Ghanaian President John Dramani Mahama has made a compelling case for prioritizing youth entrepreneurship across Africa, emphasizing that the continent’s demographic shift demands urgent investment in young innovators.

Speaking during the Private- Public Business Dialogue TICAD-9 ,Yokohama 2025 in Japan, on African economic development, Mahama highlighted the critical importance of Africa’s youthful population.

“The answer is simple. It’s that the demographics have changed, and that the majority of the population in Africa is youthful, and so there’s no way you can grow a successful economy without investing in the youth,” he stated.

President Mahama noted that young Africans aged 16 to 35 represent a staggering 60% of the continent’s population – “that’s not a demographic you can ignore,” Mahama emphasized.

Fintech Leading the Charge

President Mahama pointed to impressive investment figures, revealing that “in 2024 there was about an investment of 4.2 billion in start-ups, and a lot of that went into the biggest majority was about 45% which went into fintechs.”

He shared a transformative example from Ghana’s agricultural sector, where young entrepreneurs developed innovative solutions to longstanding challenges.

“These young people set up a fintech. They set up a platform.

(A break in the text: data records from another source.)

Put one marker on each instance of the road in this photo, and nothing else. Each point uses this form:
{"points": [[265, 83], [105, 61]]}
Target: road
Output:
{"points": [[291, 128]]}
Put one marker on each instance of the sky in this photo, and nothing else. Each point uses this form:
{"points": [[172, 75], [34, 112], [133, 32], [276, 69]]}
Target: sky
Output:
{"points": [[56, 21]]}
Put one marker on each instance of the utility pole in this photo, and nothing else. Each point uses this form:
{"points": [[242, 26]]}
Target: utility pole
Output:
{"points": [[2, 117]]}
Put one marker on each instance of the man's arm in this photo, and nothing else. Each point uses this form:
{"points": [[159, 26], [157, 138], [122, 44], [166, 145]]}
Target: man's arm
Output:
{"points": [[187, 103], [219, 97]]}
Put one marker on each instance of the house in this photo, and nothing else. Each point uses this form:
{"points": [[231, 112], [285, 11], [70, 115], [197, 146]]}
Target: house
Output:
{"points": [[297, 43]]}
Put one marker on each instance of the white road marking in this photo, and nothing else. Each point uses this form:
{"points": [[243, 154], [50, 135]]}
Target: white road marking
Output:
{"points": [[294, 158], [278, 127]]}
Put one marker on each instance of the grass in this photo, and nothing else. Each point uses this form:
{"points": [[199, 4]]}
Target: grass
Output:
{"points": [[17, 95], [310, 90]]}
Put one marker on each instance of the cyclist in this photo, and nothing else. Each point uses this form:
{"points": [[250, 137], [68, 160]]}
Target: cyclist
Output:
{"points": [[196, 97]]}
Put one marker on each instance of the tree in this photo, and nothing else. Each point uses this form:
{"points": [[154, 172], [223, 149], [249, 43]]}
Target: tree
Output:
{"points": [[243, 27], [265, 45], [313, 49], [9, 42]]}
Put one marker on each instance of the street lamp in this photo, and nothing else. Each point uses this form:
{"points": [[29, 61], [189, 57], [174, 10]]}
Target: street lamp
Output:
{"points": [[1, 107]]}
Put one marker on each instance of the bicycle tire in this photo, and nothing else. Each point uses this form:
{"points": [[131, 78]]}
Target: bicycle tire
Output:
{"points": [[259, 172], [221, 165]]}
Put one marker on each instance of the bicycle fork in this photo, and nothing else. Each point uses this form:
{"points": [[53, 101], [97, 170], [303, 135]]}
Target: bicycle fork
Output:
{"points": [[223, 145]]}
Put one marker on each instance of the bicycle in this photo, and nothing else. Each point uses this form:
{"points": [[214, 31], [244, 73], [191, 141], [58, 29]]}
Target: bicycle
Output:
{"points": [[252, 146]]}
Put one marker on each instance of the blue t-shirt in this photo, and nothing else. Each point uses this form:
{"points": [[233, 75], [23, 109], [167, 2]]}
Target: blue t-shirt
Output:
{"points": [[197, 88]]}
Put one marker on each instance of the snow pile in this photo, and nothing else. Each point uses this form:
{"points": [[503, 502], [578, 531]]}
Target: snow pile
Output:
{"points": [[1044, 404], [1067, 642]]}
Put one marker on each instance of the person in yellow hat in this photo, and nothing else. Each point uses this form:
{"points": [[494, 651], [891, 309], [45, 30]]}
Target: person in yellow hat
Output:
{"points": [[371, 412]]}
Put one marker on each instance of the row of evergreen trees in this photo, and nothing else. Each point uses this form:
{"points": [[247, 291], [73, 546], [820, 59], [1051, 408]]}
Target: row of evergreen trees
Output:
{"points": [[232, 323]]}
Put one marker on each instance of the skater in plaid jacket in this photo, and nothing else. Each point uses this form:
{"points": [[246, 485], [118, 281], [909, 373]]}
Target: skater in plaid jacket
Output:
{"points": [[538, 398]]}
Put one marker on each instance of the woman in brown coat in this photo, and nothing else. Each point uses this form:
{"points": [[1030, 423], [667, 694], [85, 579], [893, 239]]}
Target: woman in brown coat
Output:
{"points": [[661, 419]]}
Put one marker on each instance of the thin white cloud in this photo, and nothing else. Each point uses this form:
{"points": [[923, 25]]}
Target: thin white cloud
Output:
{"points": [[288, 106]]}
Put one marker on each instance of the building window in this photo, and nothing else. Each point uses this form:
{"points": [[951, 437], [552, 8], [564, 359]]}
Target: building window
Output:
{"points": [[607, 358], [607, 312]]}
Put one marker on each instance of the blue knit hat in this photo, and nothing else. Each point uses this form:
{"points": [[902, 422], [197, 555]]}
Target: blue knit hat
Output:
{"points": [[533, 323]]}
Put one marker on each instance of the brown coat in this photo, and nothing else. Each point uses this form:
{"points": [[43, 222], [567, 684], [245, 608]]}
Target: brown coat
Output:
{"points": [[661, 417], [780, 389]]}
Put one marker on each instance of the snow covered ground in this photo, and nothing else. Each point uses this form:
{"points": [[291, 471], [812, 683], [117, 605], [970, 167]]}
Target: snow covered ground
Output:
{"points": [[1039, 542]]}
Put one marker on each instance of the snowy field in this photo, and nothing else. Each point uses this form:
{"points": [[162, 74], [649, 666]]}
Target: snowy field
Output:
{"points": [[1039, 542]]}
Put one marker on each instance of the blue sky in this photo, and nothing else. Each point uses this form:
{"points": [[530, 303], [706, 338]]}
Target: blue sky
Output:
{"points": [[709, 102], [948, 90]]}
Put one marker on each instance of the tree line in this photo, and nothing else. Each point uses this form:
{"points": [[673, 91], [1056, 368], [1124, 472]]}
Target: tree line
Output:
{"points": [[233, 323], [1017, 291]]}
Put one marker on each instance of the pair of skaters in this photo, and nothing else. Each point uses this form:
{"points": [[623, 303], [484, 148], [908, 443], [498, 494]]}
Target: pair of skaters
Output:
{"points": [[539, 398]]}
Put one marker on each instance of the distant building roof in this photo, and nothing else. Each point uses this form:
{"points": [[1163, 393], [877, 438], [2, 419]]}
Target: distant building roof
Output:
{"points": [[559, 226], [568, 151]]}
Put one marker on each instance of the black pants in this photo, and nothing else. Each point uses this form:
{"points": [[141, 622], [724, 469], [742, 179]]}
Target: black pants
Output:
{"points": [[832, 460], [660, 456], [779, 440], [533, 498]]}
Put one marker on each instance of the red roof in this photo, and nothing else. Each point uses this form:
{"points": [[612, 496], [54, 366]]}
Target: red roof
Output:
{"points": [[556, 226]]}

They gave mobile phones to farmers, they distributed agricultural inputs to the farmers based on their acreage and their need,” Mahama explained, describing how the platform revolutionized farmer credit access and productivity tracking.

Job Creation Imperative

President Mahama stressed the urgency of job creation, noting that creative and digital sectors significantly outpace traditional industries in employment generation.

“The creative sector and youth start-ups are adding jobs faster than the traditional sectors,” he observed, adding that these sectors “add about four jobs before you can create one job in agriculture or manufacturing.”

Mahama warned of the consequences of inaction: “We know that we say the youth bulge, or the huge youth population in Africa, is an advantage, but if we do not create enough jobs fast enough to absorb those young people coming out, then it will become a gunpowder keg and it could consume us.”

With Africa needing to create 12-15 million jobs annually, Mahama’s message is clear: investing in youth entrepreneurship isn’t just an opportunity – it’s an economic necessity for the continent’s future stability and prosperity.